By April 24th Ohioans had requested 1.7m absentee ballots, with just 1m
returned. Ohio’s election will also test voters’ patience: with counties
required to accept all ballots postmarked by yesterday until ten days after
the election, results cannot be announced until May 8th.
Caught in the camps: Bangladesh’s Rohingya refugees
Camps in Cox’s Bazar that provide rudimentary shelter to more than 1m
Rohingya refugees from Myanmar have been under complete lockdown since April
9th.

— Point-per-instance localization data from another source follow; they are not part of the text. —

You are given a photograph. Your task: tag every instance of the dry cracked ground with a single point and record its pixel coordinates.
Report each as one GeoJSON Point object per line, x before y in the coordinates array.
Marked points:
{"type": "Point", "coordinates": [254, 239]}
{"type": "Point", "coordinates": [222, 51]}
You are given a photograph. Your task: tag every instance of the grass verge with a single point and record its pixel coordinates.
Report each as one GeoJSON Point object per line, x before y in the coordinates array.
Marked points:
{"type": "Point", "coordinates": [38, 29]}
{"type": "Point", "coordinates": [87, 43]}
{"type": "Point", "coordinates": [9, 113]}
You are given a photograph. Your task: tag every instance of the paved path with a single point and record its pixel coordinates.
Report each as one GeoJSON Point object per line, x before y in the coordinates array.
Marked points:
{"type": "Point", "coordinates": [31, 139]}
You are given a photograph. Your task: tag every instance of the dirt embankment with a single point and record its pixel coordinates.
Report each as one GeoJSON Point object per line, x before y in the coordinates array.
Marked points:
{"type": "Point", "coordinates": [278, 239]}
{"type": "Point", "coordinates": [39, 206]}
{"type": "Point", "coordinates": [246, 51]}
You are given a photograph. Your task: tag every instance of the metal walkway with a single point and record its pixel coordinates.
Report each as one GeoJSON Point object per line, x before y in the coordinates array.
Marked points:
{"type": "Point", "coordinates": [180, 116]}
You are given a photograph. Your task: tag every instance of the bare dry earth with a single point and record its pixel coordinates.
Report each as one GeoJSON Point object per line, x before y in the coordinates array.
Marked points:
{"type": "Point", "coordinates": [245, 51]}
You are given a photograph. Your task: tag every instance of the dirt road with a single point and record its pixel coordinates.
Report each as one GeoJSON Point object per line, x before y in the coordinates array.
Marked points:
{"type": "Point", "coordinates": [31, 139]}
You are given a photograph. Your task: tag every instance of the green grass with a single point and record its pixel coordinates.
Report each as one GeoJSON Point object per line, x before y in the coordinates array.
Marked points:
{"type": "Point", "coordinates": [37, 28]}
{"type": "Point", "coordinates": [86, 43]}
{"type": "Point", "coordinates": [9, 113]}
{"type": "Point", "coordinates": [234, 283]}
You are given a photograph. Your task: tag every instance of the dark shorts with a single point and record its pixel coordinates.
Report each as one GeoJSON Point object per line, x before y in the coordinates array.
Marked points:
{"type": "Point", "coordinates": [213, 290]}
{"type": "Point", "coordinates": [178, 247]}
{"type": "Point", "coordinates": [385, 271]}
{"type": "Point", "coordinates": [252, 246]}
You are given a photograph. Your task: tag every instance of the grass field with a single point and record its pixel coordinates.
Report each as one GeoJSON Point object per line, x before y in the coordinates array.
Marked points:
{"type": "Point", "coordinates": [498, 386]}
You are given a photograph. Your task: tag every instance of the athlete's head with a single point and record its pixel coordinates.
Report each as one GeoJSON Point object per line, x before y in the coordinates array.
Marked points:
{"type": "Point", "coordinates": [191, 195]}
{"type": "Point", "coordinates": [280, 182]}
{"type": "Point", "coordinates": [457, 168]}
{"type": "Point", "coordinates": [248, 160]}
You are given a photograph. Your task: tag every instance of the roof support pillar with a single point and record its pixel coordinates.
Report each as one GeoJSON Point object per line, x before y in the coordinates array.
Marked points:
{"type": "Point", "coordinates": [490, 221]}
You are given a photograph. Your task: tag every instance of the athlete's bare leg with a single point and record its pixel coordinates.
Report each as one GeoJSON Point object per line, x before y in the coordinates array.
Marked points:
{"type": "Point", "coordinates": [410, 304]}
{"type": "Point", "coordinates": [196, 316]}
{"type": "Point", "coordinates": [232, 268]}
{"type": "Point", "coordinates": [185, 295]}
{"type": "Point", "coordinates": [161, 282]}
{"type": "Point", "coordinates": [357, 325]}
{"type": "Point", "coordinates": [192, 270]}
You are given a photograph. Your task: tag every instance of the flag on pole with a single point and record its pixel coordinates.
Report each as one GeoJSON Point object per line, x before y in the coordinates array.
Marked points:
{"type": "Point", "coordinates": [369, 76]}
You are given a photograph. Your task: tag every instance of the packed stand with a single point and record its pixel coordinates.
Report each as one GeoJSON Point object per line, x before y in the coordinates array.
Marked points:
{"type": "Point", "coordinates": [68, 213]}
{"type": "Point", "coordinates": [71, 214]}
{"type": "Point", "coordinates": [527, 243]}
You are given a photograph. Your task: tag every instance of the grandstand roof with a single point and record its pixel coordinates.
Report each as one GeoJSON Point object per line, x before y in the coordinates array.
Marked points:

With water scarce and physical distancing impossible (40,000 people are
crammed into a square kilometre) they remain extremely vulnerable to the
rapid spread of covid-19. More than 2,000 could die in an outbreak, according
to an epidemiological model used by the United Nations’ refugee agency. The
government’s decision to cut off mobile-phone coverage in the camps, and to
encircle them with barbed wire, has stoked rumours about the spread of the
virus, but so far only one case has been reported in Cox’s Bazar, and that is
outside the camps. Nonetheless, many Rohingya are desperate to escape.
Meanwhile Bangladeshi authorities have been urged to open their ports to
another 500 Rohingya, drifting perilously and perhaps starving in two boats
on the Bay of Bengal.
“The trouble with having an open mind, of course, is that people will insist
on coming along and trying to put things in it.”